A week earlier, the company Francesco di Giovanni had appointed the new Chief Executive Officer (CEO). He succeeded Enrico Mistron. With this appointment, Geox claims to accelerate his transformation.

The results influence difficult market conditions

“The first half of 2025 was still influenced by complex market conditions. The macroeconomic indicators confirm a persistently weak consumer dynamics,” said management in a message. This is “due to a low trust and a resulting significant authorization to grow”.

Despite the difficult environment, the company wants to continue to concentrate fully on the implementation of the initiatives provided for in the business plan. Geox relies on a “rigorous and focused approach” and focuses on the most profitable markets, process optimization and cost control.

In the first half of the year, the first phase of the capital increase was successfully completed by 30 million euros, the company said. This is an element of the financial measures that have been adopted and has received full support from the shareholder: inside. “This result is a strong motivation for the company and confirms the path chosen,” says a statement.

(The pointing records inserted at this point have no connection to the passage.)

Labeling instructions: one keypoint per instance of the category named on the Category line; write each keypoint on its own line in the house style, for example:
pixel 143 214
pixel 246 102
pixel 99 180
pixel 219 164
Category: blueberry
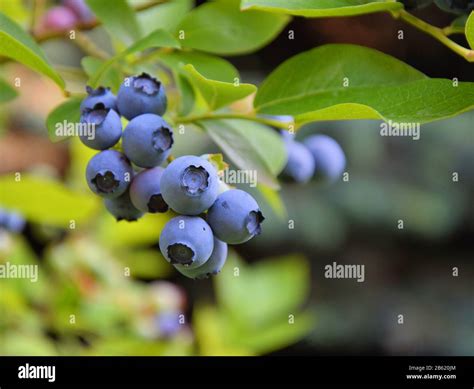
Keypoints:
pixel 107 127
pixel 80 8
pixel 300 164
pixel 141 94
pixel 187 241
pixel 122 208
pixel 190 185
pixel 235 217
pixel 109 173
pixel 59 19
pixel 100 95
pixel 415 4
pixel 145 191
pixel 329 157
pixel 147 140
pixel 11 221
pixel 456 6
pixel 212 266
pixel 167 323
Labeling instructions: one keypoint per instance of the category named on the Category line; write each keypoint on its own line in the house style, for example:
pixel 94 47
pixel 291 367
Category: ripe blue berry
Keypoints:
pixel 109 174
pixel 212 266
pixel 59 18
pixel 100 95
pixel 141 94
pixel 300 164
pixel 147 140
pixel 11 221
pixel 107 127
pixel 235 217
pixel 329 157
pixel 122 208
pixel 187 241
pixel 167 323
pixel 456 6
pixel 190 185
pixel 145 191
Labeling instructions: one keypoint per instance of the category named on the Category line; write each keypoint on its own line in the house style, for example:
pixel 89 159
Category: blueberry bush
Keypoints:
pixel 152 77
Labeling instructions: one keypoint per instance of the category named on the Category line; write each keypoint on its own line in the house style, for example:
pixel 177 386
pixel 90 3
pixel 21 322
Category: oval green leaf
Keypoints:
pixel 118 18
pixel 321 8
pixel 61 119
pixel 7 93
pixel 210 66
pixel 19 46
pixel 45 201
pixel 217 94
pixel 158 38
pixel 470 30
pixel 341 82
pixel 250 146
pixel 220 27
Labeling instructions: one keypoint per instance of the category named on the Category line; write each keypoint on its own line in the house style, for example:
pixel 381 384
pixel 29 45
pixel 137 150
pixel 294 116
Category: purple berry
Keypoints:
pixel 147 140
pixel 212 266
pixel 145 191
pixel 107 127
pixel 59 18
pixel 235 217
pixel 109 174
pixel 190 185
pixel 141 94
pixel 187 241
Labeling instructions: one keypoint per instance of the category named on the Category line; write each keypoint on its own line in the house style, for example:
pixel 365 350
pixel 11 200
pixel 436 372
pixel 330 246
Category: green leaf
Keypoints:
pixel 279 335
pixel 274 200
pixel 321 8
pixel 250 146
pixel 158 38
pixel 460 21
pixel 217 94
pixel 220 27
pixel 186 92
pixel 341 82
pixel 67 113
pixel 265 292
pixel 209 66
pixel 167 15
pixel 118 18
pixel 46 201
pixel 7 93
pixel 18 45
pixel 470 30
pixel 112 77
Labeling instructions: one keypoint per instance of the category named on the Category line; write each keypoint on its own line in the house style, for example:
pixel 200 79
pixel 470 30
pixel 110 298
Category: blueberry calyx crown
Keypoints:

Geox can significantly reduce the half -year loss

Despite the decline in sales in the first half of the year, the result was progressing in the first half of the year. The result, which was adjusted for special effects before interest, taxes and depreciation (EBITDA), which was 4.0 million euros in the previous year, rose to 8.6 million euros. The adjusted operating profit was 0.6 million euros after an operational loss of 5.5 million euros had been booked in the first half of 2024. The designated net loss decreased from 15.4 to 4.9 million euros.

The Italian home market contributed 29.6 percent of group sales. In the same period last year, its share was 27.8 percent. Overall, the proceeds in Italy rose by 1.6 percent to 90.5 million euros.

The share of sales of the other European countries increased from 45.7 to 47.4 percent. In these markets, revenues fell by 1.1 percent to a total of 144.7 million euros. According to the company, the minus was mainly due to the negative development in the roof region and on the Iberian peninsula.

The turnover in other markets was 70.1 million euros. This corresponded to a decline of 17.5 percent (currency -adjusted -17.8 percent) compared to the first half of 2024. The company justified the losses with declining sales in both multimarken and direct sales. These were therefore mainly due to the withdrawal from the USA and China.

In the first half of the year, revenues with shoes decreased by 3.8 percent (currency -adjusted -4.0 percent) to EUR 280.7 million. This category thus accounted for 91.9 percent of the group sales. The turnover with clothing decreased by 13.6 percent (currency -adjusted -14.0 percent) to 24.6 million euros.

This article was used with digital tools translated.